With moonlight pouring down from the cloudless sky, she watched him descend the flagstone steps two at a time. Veering off, he strode toward the cobblestone walkway leading to the building that housed his office.

His former office, she amended. As of five o’clock that afternoon, Marcus Vasquez was no longer head trainer at her family’s Quest Stables, Kentucky’s largest Thoroughbred racing facility.

With the world that had once seemed so perfect now in danger of collapsing like the legs of a newborn foal, Melanie couldn’t blame him for terminating his employment after only a few months.

Because her gold Jimmy Choo ice-pick heels quashed all hope of catching up with Marcus on the cobblestone walkway, she paused in the center of the veranda. Rubbing her bare arms to ward off the December chill, she studied his retreating form.

He was tall, an inch or two over six feet with that fluid grace certain men were born with. He had coal-black hair, olive skin and deep-set dark eyes guarded by heavy brows. She was used to seeing him in work clothes, not a tuxedo, so when he’d shown up for her cousin’s wedding, heat had spread through her in breath-stealing waves. It wasn’t every man whose tux fit as though it had been tailored to a god’s torso.

The man who hailed from a small town on Spain’s Costa del Sol was handsome, distant and maddeningly aloof about all things personal.

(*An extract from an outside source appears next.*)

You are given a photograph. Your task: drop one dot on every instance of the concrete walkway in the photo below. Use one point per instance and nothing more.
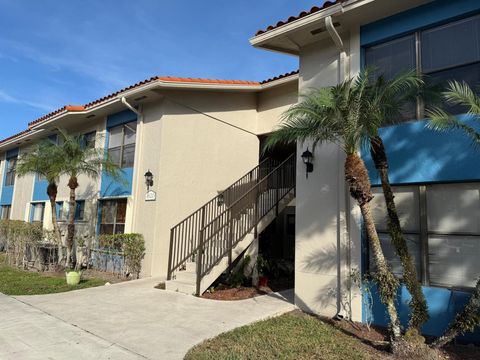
(130, 320)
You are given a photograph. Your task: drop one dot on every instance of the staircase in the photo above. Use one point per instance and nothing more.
(205, 244)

Which he had every right to be. But Melanie had learned a devastating lesson about trusting any man so elusively reticent about himself and his past. So when Marcus hired on at Quest Stables and she felt the same damnable dark awareness stirring deep inside her that had once toppled her into emotional quicksand, it had scared her to death.

Five months later, that awareness still vibrated in her nerves whenever she got near him.

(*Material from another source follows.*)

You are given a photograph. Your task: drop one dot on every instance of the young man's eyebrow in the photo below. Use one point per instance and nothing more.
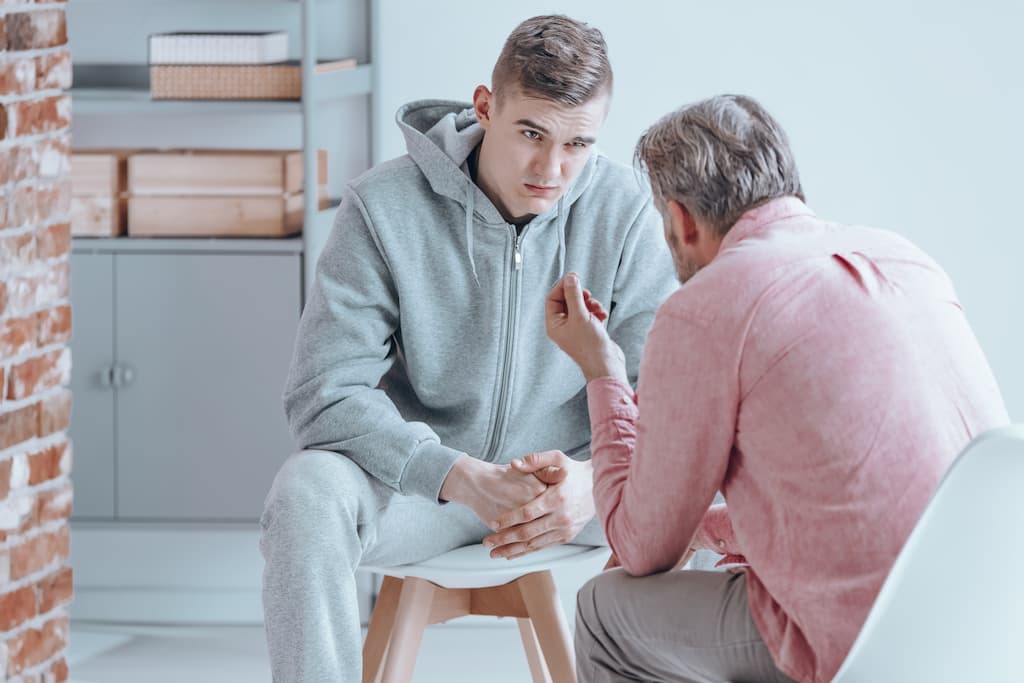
(529, 124)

Hell, whenever she thought about him. Which was often. So she’d gone to great lengths to avoid him whenever possible.

Problem was, she was Quest’s principal jockey and detouring around the head trainer hadn’t exactly made for ideal working conditions. Instinct told her Marcus had let her get away with that solely because of the racing ban the Jockey Association had leveled against her parents’ stables and every horse majority owned by the Prestons.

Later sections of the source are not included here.